Data center operators face escalating demand to provide advanced e-commerce shopping experiences, enhanced video streaming and generally better service while also being pressured to reduce or at least contain costs.

This is impossible to accomplish when the internal, non-revenue-generating networking tasks of today’s typical data center consume as much as 25 percent of its total server capacity. The problem only worsens as server and network speeds increase, rendering as much as half of today’s available server capacity unusable for the primary mission of delivering revenue-generating services.

A solution to this problem is application-acceleration technology that operates in user space rather than kernel space to reduce latency and increase transaction rates for the data center’s most network-intensive internal Transmission Control Protocol (TCP) applications.

The concept works on physical servers as well as in virtualized environments and is poised to remove billions of dollars of waste from today’s private and public cloud infrastructure investments. At the same time, the technology lowers total cost of ownership (TCO), increases peak application transaction rates to eliminate service “brownouts” and reduces network jitter with greater response times for superior quality of service (QoS).

Inefficiency of kernel-based networking

One of the biggest sources of inefficiency in enterprise, private and public cloud data centers is kernel-based networking. If the data center’s most network-intensive applications can be moved out of kernel space and accelerated in user space, they can be performed more efficiently and without burdening servers with all the associated CPU interrupts, context switches, lock contention and high number of memory copies.

This kernel-bypass concept has been proven with industry-standard POSIX sockets and deployed across x86-based bare metal, virtual machine or container platforms running Linux. Solutions that leverage the concept can be designed such that they retain compatibility with existing applications, management tools and network infrastructure, and do not require any rewriting or recompiling of the application or mandate that any new protocol be run on the wire.

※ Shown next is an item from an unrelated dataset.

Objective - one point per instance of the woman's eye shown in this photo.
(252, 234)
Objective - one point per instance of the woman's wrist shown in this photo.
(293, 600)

This contrasts with Remote DMA (RDMA) acceleration protocols like RDMA over Converged Ethernet (RoCE), which requires special hardware on both ends of the wire or Internet Wide Area RDMA (iWARP) which requires TCP stack processing embedded in the Ethernet NIC ASIC itself. Unlike these RDMA solutions, Cloud Onload application acceleration on one end of the wire is interoperable with any TCP device on the other end of the wire, can be adapted easily as it is a software solution and requires no changes to the application software itself.

The choice of whether the application will run in user space or the standard Linux kernel stack can be made at run-time. The result is RDMA-like performance acceleration without requiring a forklift upgrade to the data center’s existing network infrastructure.

Application acceleration in user space also delivers big benefits in virtualized environments. Hypervisors that are configured for VM PCIe passthrough provide virtualized Linux guests with performance that is close to that of a bare-metal Linux kernel network. When used within a Linux guest in virtualized applications, it delivers the same acceleration benefits as adding Linux kernel bypass to hypervisor bypass and brings I/O latency down to two microseconds or less.

SET Chart.png
Figure 1: Solarflare’s Cloud Onload kernel-bypass application-acceleration solution was used in the benchmark comparison tests and provided an 88 percent improvement in Redis SET transactions as compared to the kernel driver, with 12 instances. The solution achieved 28 million SET transactions on a 100GbE network. – SolarFlare

Improvement example

The Redis in-memory database (IMDB) is a prime example of an application whose performance can be significantly accelerated with the kernel-bypass approach. Like all IMDBs, Redis performance is heavily impacted by network I/O performance. Whenever a Redis instance uses server hardware storage or I/O resources, it must first invoke the driver for that resource. For kernel-based drivers (which make up the bulk of all I/O drivers), the application must make one or more calls to the operating system kernel to invoke the driver. Each of these calls results in a context switch during which the memory space of the application is put into system storage. These context switches consume significant amounts of system resources, reducing the amount of processing time available for Redis.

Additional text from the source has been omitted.